A long-term study investigating how altering nutrient inputs to streams affects forest-dwelling organisms has yielded surprising results.
In a paper published in the Online First edition of the journal Oecologia, researchers at UGA have shown that although nutrient enrichment led to increased production of aquatic insects, streamside predators that depend upon them as a food source did not benefit. In fact, they received significantly less nutrition from aquatic sources than did their counterparts at a similar untreated stream nearby.
The study grew out of a five-year experiment led by Amy Rosemond, an associate professor in the Odum School of Ecology, at the Coweeta Hydrological Laboratory in North Carolina. Rosemond and her colleagues selected two streams with similar characteristics and for five years continuously added nitrogen and phosphorus to one of them.
“Nutrient enrichment is the most ubiquitous threat to stream ecosystems,” said Rosemond, explaining that land uses such as development and agriculture often inadvertently introduce nutrients to streams through storm water runoff. “It’s critical that we learn all we can about how ecosystems respond.”
Lead author John Davis, who received his Ph.D. from the ecology school in 2009 and is currently a postdoctoral researcher at Idaho State University, had found in an earlier study that many aquatic insects living in the treated stream became more productive under the influence of the added nutrients.

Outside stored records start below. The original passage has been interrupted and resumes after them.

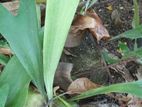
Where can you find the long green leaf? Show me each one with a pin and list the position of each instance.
(21, 98)
(134, 88)
(16, 77)
(4, 90)
(136, 18)
(22, 34)
(59, 15)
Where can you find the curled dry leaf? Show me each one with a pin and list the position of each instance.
(115, 16)
(74, 39)
(99, 31)
(62, 76)
(81, 23)
(81, 85)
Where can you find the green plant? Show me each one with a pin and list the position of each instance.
(29, 63)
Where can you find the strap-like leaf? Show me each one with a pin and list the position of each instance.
(16, 77)
(59, 15)
(3, 95)
(22, 34)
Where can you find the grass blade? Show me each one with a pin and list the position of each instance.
(3, 95)
(134, 88)
(59, 15)
(16, 77)
(22, 34)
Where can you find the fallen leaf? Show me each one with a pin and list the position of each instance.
(115, 16)
(74, 39)
(99, 31)
(62, 76)
(81, 85)
(81, 23)
(109, 7)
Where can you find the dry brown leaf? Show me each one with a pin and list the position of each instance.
(115, 16)
(74, 39)
(81, 85)
(62, 75)
(81, 23)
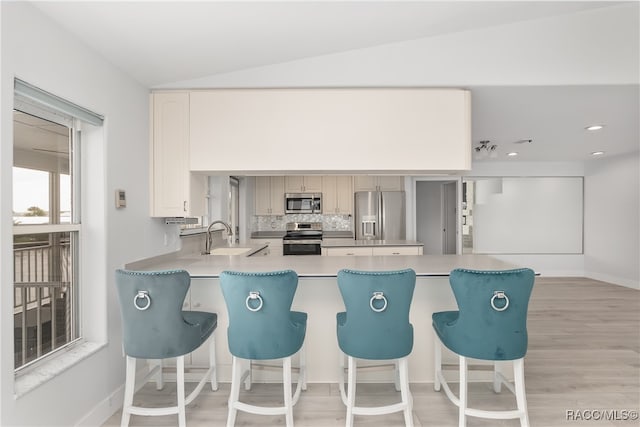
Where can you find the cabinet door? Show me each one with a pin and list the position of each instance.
(398, 250)
(365, 183)
(303, 184)
(174, 190)
(277, 195)
(344, 195)
(349, 251)
(262, 195)
(329, 197)
(294, 184)
(389, 183)
(312, 184)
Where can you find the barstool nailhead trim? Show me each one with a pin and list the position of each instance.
(499, 295)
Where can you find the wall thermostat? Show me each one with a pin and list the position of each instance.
(121, 199)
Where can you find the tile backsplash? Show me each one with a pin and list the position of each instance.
(278, 223)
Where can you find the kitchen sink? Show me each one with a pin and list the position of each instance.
(229, 251)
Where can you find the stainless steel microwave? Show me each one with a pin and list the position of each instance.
(303, 203)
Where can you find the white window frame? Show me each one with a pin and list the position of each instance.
(34, 101)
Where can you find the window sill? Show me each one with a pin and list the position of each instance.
(28, 381)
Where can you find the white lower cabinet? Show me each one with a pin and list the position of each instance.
(349, 251)
(397, 250)
(369, 251)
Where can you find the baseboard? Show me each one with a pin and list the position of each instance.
(100, 413)
(627, 283)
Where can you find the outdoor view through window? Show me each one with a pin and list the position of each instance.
(45, 242)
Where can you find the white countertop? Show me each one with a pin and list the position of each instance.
(204, 266)
(351, 243)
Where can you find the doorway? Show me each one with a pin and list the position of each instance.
(436, 216)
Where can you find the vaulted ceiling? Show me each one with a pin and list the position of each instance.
(537, 92)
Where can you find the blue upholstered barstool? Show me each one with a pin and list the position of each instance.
(155, 327)
(263, 327)
(491, 324)
(375, 326)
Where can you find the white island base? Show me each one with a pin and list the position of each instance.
(319, 297)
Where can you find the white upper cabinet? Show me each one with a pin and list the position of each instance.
(269, 195)
(362, 130)
(303, 184)
(378, 183)
(337, 195)
(175, 191)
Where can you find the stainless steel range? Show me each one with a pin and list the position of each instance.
(302, 238)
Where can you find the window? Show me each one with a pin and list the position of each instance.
(47, 225)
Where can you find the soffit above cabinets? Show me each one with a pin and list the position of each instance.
(306, 131)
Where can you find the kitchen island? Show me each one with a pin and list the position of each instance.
(318, 295)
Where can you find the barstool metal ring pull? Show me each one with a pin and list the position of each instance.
(378, 296)
(253, 296)
(143, 295)
(499, 295)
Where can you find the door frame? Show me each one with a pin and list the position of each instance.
(412, 199)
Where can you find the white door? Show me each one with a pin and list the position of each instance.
(449, 228)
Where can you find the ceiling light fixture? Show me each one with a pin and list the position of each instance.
(486, 149)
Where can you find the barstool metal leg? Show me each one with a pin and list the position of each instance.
(286, 385)
(521, 398)
(159, 375)
(407, 399)
(437, 361)
(497, 380)
(462, 418)
(213, 363)
(351, 390)
(234, 394)
(129, 388)
(302, 361)
(182, 416)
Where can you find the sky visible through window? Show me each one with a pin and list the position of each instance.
(31, 188)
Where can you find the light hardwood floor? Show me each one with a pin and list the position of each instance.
(584, 355)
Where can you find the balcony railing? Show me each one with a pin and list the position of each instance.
(42, 304)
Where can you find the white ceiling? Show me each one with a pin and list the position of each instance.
(159, 43)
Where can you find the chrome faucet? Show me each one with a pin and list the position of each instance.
(207, 243)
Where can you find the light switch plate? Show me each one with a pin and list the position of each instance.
(121, 199)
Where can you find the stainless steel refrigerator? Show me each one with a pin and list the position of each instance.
(380, 215)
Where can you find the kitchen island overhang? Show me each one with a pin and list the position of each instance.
(319, 297)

Larger-bodied insects, in particular, thrived, growing to their maximum size and becoming the most populous of the stream’s insects.
The earlier study showed that in-stream predators were generally unable to consume these larger insects. The researchers predicted that terrestrial predators such as spiders would be able to take advantage of this increased source of nutrition. Certain spiders rely heavily on aquatic insects for food, and the team expected that their numbers would increase with access to more prey.
The team sampled for aquatic insects and spiders in the late spring. They analyzed for population abundance, size and source of nutrition. To determine how much of the spiders’ diet was from aquatic sources, the researchers had added a stable isotope tracer to both the treated and reference streams, allowing them to track the spiders’ sources of nitrogen.
“We didn’t expect what we found,” said Rosemond.
Most spiders—even those that specialize in preying on stream insects—were receiving less nutrition from aquatic sources at the enriched stream than were those at the untreated stream. And rather than increasing, populations of spiders were the same or smaller at the treated stream than at the reference stream.
The researchers suspect that, as with in-stream predators, the physical characteristics of aquatic insects were a problem for the spiders. The most abundant of the insects in the treated stream were large bodied and therefore difficult for the spiders to consume. They also had wing hairs that made them better able to escape being caught in spiders’ webs. Spiders were not able to take advantage of the increased availability of nutrients because it was not in a form that was easily accessible to them.
The study’s other co-author was Gaston “Chip” Small, who received his Ph.D. from the Odum School in 2010 and is now a postdoctoral associate at the University of Minnesota.